Ähnliche Projekte liefen sehr gut, sagt Schimpf, der sich bei Kollegen informiert hat. Einige Teilnehmer würden aber vermutlich bald vom Arbeitsaufwand überrascht sein. "Gerade das Unkraut unterschätzen sicherlich einige", sagt der Landwirt. Das alles habe halt noch Versuchscharakter, betont Dankesreiter. Doch der Gartenbauverein wolle den Familien auf jeden Fall unterstützend zur Seite stehen. Schließlich geht mit jedem Nutzungsvertrag auch eine Mitgliedschaft im Verein einher. So will der Verein auch neue Mitglieder akquirieren. Zuerst einmal aber befristet bis Ende dieses Jahres.

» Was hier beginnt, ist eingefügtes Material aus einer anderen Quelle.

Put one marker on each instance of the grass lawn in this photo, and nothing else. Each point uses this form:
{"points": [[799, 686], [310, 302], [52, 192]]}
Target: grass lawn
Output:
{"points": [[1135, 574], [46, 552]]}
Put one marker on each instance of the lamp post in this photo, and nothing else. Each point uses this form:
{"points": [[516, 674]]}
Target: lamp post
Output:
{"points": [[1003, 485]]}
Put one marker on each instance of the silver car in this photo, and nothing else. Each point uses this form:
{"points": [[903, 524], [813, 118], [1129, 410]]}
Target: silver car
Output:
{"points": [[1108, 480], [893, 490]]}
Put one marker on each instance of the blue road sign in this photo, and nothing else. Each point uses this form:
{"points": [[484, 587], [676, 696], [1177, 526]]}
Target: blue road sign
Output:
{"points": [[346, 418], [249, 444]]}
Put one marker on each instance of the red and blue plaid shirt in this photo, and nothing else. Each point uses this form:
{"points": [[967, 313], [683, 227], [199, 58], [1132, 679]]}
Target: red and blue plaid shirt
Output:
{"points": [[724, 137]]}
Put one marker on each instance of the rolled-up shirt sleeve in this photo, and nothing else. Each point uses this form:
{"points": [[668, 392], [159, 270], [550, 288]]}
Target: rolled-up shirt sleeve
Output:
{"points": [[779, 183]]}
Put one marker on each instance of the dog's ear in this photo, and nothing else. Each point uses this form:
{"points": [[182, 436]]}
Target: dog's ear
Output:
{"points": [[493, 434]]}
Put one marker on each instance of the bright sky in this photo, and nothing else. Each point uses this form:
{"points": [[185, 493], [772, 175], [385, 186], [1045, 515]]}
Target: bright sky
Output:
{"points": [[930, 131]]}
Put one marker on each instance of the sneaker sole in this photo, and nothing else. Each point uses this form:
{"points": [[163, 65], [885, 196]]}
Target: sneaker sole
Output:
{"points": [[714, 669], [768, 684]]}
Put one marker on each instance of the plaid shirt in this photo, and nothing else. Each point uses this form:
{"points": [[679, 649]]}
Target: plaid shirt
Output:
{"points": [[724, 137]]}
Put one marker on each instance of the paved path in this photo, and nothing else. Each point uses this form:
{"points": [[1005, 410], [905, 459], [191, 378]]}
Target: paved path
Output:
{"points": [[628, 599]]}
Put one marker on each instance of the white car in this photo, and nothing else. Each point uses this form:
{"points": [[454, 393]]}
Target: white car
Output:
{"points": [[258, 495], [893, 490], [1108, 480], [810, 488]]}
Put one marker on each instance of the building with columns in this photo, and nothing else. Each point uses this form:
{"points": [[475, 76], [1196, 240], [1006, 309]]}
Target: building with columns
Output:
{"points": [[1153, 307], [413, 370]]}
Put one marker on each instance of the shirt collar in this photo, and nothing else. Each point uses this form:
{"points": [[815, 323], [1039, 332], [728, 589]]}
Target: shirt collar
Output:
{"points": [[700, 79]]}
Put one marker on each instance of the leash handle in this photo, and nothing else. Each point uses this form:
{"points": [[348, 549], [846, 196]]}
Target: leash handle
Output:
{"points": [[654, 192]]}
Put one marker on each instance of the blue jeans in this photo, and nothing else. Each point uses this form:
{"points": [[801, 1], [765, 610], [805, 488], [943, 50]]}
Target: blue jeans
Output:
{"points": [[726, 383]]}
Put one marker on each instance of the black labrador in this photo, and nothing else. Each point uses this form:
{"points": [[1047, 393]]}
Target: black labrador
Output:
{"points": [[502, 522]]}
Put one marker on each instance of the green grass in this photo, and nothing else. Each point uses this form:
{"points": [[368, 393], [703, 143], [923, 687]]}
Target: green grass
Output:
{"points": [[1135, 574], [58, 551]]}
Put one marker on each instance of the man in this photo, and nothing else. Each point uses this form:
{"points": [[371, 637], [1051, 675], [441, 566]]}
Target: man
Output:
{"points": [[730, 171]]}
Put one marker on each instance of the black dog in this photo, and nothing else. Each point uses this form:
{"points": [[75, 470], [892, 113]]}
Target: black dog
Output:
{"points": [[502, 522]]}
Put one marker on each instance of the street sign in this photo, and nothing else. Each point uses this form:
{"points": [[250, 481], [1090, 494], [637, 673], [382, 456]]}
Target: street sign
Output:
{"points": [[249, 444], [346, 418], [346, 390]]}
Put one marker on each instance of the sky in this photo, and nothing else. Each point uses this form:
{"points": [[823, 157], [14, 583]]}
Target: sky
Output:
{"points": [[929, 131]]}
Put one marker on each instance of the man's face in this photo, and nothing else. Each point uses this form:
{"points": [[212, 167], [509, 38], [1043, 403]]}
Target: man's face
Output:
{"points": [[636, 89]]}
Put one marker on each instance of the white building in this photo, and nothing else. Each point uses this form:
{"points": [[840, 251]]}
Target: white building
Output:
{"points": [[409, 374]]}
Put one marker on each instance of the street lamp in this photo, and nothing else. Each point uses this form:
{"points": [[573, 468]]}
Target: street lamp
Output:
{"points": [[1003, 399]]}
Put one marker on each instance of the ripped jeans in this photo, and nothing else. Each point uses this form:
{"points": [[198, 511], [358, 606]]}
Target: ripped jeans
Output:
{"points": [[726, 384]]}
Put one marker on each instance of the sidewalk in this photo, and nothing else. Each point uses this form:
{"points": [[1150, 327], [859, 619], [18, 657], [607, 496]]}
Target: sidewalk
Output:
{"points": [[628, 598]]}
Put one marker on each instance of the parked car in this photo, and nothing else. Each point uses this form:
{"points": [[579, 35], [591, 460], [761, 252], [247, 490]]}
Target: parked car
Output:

Ohnehin könne es keine "Jahrhundertverträge" geben, betont auch Bürgermeister Albert Hingerl (SPD), der Schirmherr der Initiative. "Wir machen es jetzt mal, so lange es geht", sagt er und bittet die Teilnehmer, nicht böse zu sein, falls der Acker doch irgendwann einmal für eine Erweiterung des Sportplatzes herhalten müsse.

Die Krautgärtner schreiten, all der Arbeit, der Unsicherheiten und der Kälte zum Trotz, fröhlich über ihre neuen Äcker. "Wir probieren es jetzt mal mit einer Parzelle, weil wir zuhause keinen Garten haben", sagt Susanne Kuhn. Vor allem für Annika und Juliana sei es sicher toll, etwas anzupflanzen und zu sehen, was dabei rauskommt. Von Mango über Kokosnuss bis hin zur Banane sei alles einmal für den Anbau im Gespräch gewesen, verrät die Mutter und lacht. "Aber jetzt versuchen wir es erst einmal mit Kohlrabi und Karotten."